Furthermore, even in cases where an individual who has been diagnosed with a trauma condition also seems to show ‘comorbid’ conditions which are classified as ‘mental illness’, this is, in most cases, merely an extension of the abused person’s programming and continuation in a role and a self-identification which is both unjust and inaccurate. Shahida Arabi notes how survivors must learn to develop a ‘reverse discourse’ in response to our oppressors and abusers and reclaim the derogatory, defamatory and scapegoat-abusive words which they have used to control and subjugate us. From my own personal experience, many non-Cluster B people, myself included, have been misdiagnosed and carelessly labelled by Cluster B type personalities as being abnormal in some way. We were programmed by our abusers to think that we are somehow defective and hence, deserving of their abuse. Scapegoating, demonization and pathologization are also, of course projective machinations of character-disturbed individuals. In continuum, I think that most of what gets labelled as spectrum disorders is, in actuality, Complex PTSD. The symptomatology can manifest very similarly between so-called pervasive developmental disorders and C-PTSD. Quite frankly and sadly, a lot of diagnoses could be eliminated and consolidated altogether by the psychiatric profession but probably never will be.

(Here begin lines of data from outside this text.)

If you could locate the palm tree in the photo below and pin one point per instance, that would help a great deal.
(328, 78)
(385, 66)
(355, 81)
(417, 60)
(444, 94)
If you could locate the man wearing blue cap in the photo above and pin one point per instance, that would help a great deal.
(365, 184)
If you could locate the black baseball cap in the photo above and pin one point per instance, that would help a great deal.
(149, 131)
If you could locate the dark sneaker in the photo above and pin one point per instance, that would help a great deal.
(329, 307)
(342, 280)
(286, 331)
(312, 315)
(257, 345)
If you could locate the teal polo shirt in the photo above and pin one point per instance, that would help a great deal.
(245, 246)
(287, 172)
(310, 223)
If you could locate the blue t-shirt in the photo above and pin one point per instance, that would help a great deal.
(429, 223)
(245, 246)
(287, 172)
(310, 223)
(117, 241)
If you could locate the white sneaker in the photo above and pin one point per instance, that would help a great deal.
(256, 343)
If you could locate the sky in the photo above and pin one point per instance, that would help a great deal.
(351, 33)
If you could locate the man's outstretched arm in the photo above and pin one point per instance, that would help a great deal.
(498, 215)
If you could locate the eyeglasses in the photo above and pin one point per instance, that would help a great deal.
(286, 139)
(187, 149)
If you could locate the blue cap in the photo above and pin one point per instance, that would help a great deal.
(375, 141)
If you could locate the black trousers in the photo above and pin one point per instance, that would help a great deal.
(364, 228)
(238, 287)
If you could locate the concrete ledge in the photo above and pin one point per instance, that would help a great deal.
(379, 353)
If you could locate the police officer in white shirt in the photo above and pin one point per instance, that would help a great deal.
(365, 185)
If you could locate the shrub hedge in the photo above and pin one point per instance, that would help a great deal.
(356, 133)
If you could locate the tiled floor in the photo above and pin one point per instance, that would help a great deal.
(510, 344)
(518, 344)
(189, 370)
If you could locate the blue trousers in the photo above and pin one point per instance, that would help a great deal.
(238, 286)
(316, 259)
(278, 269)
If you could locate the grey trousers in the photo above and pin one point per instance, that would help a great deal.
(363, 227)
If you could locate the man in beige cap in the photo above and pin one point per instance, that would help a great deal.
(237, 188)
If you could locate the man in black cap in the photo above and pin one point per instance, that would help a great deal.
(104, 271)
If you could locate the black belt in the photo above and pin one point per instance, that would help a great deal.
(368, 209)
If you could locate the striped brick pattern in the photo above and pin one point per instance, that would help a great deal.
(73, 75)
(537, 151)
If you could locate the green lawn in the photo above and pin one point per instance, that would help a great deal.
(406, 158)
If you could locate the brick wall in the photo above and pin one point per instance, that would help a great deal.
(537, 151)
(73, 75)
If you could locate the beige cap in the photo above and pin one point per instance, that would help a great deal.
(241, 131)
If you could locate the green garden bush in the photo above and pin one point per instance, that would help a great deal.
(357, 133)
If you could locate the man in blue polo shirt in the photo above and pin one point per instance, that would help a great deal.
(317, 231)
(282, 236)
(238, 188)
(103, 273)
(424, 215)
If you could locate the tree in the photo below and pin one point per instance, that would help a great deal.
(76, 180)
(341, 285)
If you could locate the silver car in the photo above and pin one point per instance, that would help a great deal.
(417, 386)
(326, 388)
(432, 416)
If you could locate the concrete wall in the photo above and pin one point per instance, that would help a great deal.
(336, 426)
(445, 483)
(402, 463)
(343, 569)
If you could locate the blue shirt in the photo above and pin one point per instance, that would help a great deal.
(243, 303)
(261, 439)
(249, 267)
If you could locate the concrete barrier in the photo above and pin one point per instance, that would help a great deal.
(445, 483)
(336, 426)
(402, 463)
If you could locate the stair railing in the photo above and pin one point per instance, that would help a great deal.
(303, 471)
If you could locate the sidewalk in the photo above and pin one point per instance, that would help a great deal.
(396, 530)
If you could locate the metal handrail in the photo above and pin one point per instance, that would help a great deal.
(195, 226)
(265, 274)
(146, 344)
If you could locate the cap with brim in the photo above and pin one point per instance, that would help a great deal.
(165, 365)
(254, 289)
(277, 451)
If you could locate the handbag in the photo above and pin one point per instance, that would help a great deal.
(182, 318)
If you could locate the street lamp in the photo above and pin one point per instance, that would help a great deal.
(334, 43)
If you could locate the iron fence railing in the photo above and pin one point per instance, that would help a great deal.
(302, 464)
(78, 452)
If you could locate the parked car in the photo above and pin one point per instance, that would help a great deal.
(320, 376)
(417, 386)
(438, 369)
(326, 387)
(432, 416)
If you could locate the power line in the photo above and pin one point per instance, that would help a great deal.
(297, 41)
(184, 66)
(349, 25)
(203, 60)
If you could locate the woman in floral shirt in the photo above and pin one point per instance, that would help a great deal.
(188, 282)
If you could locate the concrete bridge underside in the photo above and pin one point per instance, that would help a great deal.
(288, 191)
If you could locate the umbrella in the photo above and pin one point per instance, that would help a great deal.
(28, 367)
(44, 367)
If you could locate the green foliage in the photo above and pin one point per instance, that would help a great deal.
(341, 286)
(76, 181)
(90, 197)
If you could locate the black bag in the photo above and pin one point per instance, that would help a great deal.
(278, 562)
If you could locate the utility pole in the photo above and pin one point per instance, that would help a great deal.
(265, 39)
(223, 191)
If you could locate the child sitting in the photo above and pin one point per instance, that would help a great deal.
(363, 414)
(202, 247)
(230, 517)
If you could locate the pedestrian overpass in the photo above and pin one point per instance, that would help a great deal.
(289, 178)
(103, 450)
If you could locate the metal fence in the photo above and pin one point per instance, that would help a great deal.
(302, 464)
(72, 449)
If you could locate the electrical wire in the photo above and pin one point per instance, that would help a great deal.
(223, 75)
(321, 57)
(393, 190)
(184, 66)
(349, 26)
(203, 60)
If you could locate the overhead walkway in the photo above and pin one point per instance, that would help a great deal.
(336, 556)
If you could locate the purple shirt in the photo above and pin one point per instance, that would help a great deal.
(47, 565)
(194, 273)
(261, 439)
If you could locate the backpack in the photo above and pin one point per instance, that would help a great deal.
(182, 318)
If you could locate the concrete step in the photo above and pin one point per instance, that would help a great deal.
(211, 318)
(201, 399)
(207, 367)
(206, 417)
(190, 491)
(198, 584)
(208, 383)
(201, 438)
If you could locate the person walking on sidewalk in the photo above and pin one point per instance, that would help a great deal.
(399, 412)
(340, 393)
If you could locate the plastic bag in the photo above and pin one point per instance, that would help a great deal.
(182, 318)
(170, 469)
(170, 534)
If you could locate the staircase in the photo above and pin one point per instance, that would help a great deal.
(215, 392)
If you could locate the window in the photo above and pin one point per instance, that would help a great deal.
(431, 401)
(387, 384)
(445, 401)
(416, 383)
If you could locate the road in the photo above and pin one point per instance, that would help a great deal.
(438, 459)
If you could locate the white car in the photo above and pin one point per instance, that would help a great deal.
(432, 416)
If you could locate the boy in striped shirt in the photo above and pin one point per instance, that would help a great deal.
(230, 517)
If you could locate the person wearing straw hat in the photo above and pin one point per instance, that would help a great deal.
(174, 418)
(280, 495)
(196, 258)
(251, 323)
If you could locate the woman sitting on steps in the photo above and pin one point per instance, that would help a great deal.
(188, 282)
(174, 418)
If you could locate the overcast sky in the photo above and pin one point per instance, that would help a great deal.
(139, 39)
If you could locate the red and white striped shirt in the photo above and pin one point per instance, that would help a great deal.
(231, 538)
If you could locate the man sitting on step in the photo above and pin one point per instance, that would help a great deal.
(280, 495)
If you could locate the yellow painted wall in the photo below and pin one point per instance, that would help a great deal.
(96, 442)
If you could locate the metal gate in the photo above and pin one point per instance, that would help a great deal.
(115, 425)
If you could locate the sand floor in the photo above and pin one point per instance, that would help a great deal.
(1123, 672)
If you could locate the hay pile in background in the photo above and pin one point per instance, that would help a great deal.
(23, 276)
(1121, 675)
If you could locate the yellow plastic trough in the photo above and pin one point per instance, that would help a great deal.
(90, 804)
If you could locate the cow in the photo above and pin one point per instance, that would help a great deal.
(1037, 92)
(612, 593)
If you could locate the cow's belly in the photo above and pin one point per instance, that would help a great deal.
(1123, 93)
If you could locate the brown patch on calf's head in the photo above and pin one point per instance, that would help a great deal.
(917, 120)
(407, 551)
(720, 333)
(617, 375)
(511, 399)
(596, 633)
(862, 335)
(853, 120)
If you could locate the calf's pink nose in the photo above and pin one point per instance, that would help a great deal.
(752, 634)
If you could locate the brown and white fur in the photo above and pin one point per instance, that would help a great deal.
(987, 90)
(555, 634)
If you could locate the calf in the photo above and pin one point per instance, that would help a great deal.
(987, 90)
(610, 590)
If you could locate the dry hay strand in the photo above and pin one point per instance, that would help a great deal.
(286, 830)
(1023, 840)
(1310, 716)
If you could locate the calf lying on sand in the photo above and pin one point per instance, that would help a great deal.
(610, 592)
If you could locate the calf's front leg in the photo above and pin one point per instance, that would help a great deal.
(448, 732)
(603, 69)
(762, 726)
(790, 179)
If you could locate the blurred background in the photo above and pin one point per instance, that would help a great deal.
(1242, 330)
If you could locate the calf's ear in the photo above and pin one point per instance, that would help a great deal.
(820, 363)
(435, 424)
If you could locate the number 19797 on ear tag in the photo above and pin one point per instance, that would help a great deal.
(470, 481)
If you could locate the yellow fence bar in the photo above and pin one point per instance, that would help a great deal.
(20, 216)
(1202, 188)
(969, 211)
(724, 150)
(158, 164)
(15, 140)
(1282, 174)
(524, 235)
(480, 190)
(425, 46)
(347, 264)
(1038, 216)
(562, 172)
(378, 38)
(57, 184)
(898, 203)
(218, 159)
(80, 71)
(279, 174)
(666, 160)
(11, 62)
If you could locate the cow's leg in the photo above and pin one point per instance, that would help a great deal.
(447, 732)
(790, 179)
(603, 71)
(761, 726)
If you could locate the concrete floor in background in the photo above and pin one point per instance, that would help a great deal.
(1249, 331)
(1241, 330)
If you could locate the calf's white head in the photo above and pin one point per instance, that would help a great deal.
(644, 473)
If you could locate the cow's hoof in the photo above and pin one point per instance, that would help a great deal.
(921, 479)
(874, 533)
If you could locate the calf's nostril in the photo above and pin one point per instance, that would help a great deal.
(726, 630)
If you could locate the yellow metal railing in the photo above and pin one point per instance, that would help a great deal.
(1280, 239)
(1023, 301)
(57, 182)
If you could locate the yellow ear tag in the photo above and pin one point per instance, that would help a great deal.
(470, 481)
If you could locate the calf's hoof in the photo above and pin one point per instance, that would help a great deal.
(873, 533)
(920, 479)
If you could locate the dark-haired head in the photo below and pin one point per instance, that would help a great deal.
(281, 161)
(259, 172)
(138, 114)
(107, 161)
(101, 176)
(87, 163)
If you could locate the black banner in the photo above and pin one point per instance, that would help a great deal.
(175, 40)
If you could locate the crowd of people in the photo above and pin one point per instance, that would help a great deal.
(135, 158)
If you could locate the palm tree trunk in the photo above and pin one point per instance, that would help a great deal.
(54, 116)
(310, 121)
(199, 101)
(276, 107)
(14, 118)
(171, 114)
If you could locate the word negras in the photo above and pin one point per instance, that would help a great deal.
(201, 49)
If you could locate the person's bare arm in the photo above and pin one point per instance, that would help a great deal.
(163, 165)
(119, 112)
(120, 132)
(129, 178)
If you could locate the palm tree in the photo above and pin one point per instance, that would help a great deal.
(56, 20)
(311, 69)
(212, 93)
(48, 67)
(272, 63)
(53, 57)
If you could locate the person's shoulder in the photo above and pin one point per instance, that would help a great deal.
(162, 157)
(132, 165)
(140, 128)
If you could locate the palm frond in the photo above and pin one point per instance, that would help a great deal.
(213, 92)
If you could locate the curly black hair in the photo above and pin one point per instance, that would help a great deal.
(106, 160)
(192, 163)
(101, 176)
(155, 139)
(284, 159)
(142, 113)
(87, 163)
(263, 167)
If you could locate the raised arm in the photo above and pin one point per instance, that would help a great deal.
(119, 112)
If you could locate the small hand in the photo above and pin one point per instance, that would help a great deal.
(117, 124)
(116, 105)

Denial and dysfunction run too deeply within our culture. Also, most people that I have met who have been labelled as autistic are developmentally and neurologically affected and damaged due to variant kinds of social predation from sociopathic, narcissistic and psychopathic persons. Symptoms of Complex PTSD such as dissociation and hyperreactivity to psychosocial stressors are often labelled as autism or Asperger’s, but in fact, are TBI from prolonged abuse.

Basically, what it comes down to is: The abusive, exploitative, sociopathic individuals who injured us in the first place are the ones who must be identified as ‘mentally and morally ill’ if deep recovery is ever to be breached for survivors. After all, most of our Complex Trauma is a direct result of being coerced and systematically ‘programmed’ and gaslighted into an interpersonal dynamic which merely sought to ‘scapegoat’ us into being the ‘identified patient’ and the one with the ‘problems’. In truth, it was our abusers who suffered such disorders of personality and character. Of course, this is not meant to discount the fact that many sufferers of C-PTSD and PTSD have not been diagnosed with ‘comorbid’ conditions. However, many professionals and laymen alike have often remarked that if the DSM were refined, many conditions currently being treated as discrete disorders would, in fact, be best served and acknowledged as direct and indirect symptoms of deeper interpersonal trauma. Nevertheless, the importance of, as Shahida Arabi puts it, engaging in ‘reverse discourse’ with our ‘programmers’ and abusers, remains an intractable aspect of full and deep recovery for all survivors. We have earned the right (in fact always possessed the right) to be assessed fairly and pro-socially, in ways that are not merely more demeaning and derogatory, and in ways that do not, at the expense of our well-being, merely reinforce old ‘roles’ and cognitive patterns which predatory and character-disturbed individuals would benefit in keeping us in. There is a moral imperative for each individual to be granted full reign over that of their own self-actualization. There is also a moral imperative for each one to “carry their own load” (and not just physically, but psychologically). We all must do our own ‘Soul Work’, as it has been called, in order to not only stop the cycle of injury which humankind seems to relish and choose indifference towards inflicting upon one another, but to support a healthier, more robust Society for all individual persons to be able to contribute each their own brand of genius and skills to. As within, so without. Healing the Self, is a potential salve for the whole World.